In the continuing struggle to rescue salmon from the fate of other abused species, U.S. District Judge James Redden has shown a remarkable and commendable tenacity in the face of political and bureaucratic smokescreens.
Judge Redden this week rendered his second major opinion denouncing the federal government's botched methods of trying to spare salmon from extinction.
He's ordered the Bureau of Reclamation and the National Oceanic and Atmospheric Administration Fisheries to take into account the impact of lower Snake River dams and upper river irrigation projects together—not separately—on the fragile survivability of salmon.
Judge Redden wrote, "Rebuilding salmon to healthy, harvestable levels will come in large part from addressing the impacts of the down-river dam operations that do the most harm to salmon," while ordering "the water of the upper Snake projects and its uses must be an integral part of the analysis."
Defenders of the status quo characterized Judge Redden as out of touch. A joint statement from Idaho's congressional delegation, Sens. Larry Craig and Mike Crapo and Reps. Butch Otter and Mike Simpson read, "a federal judge is trying to run the river with blatant disregard for the critical needs of the Northwest,"
However, the only "critical needs" they have in mind are Snake River dams that generate just 5 percent of the region's hydro power—plus generate political support for the delegation.
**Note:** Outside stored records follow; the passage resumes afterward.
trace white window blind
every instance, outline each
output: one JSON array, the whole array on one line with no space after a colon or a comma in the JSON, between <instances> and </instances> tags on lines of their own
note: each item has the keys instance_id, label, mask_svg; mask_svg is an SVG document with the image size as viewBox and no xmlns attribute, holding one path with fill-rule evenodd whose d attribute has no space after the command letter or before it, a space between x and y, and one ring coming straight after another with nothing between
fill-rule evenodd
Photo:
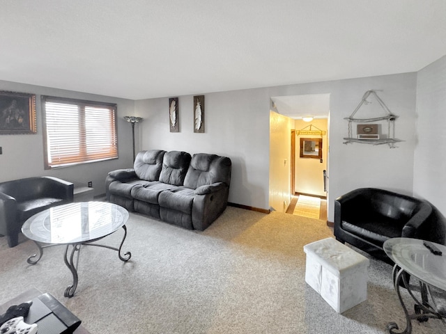
<instances>
[{"instance_id":1,"label":"white window blind","mask_svg":"<svg viewBox=\"0 0 446 334\"><path fill-rule=\"evenodd\" d=\"M42 97L45 169L118 157L116 105Z\"/></svg>"}]
</instances>

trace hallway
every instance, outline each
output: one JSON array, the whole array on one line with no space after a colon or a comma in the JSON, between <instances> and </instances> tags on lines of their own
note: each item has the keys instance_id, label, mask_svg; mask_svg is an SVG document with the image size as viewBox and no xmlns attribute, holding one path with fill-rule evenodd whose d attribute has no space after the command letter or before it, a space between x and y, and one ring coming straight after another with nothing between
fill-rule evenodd
<instances>
[{"instance_id":1,"label":"hallway","mask_svg":"<svg viewBox=\"0 0 446 334\"><path fill-rule=\"evenodd\" d=\"M301 200L299 200L300 197ZM316 205L318 206L318 210L315 210ZM317 196L295 195L291 196L291 202L286 213L326 221L327 200Z\"/></svg>"}]
</instances>

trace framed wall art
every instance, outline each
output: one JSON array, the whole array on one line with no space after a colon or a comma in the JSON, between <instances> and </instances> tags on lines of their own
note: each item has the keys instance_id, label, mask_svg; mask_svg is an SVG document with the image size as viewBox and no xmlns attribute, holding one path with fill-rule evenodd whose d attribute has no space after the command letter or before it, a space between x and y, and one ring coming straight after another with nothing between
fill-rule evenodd
<instances>
[{"instance_id":1,"label":"framed wall art","mask_svg":"<svg viewBox=\"0 0 446 334\"><path fill-rule=\"evenodd\" d=\"M0 134L36 132L36 95L1 90Z\"/></svg>"},{"instance_id":2,"label":"framed wall art","mask_svg":"<svg viewBox=\"0 0 446 334\"><path fill-rule=\"evenodd\" d=\"M194 97L194 132L204 133L204 95Z\"/></svg>"},{"instance_id":3,"label":"framed wall art","mask_svg":"<svg viewBox=\"0 0 446 334\"><path fill-rule=\"evenodd\" d=\"M301 158L322 159L322 138L301 138L300 157Z\"/></svg>"},{"instance_id":4,"label":"framed wall art","mask_svg":"<svg viewBox=\"0 0 446 334\"><path fill-rule=\"evenodd\" d=\"M169 99L169 123L171 132L180 132L180 122L178 118L178 98Z\"/></svg>"}]
</instances>

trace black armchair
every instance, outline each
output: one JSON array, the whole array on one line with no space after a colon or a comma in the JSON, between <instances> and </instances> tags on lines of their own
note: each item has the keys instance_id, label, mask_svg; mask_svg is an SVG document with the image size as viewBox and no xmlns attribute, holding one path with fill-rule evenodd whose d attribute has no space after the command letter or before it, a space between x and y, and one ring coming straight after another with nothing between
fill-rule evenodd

But a more believable community of dedicated advocates of salmon survival sees the needs of the Northwest in a more realistic and non-political perspective.
Jim Hasselman, of the National Wildlife Federation, considers the "Northwest way of life (to be) abundant salmon, stable jobs and reliable energy," and deplores what he calls "this administration's vision for the Pacific Northwest (of spending) $6 billion managing the path of the salmon towards extinction."
Restoring salmon to abundance, he estimates, would "see almost half a billion dollars in economic benefit from sport fishing" for Idaho alone.
American Rivers insists that NOAA's "own documents state that the dams are allowed to kill as many as 86 percent of out-migrating juvenile salmon."
The grand visions of the Republican Party's pioneering environmentalist, President Teddy Roosevelt, have been thoroughly trashed by a new generation of politicians who consider natural resources to be disposable liabilities.
Salmon take their place alongside the dubious future of so many other national assets that T.R. cherished—parks, roaring waterways and forests—that are being shown modern-day disregard and abuse. Judge Redden and dogged advocates for the salmon are the last hope for the legacy of the Northwest.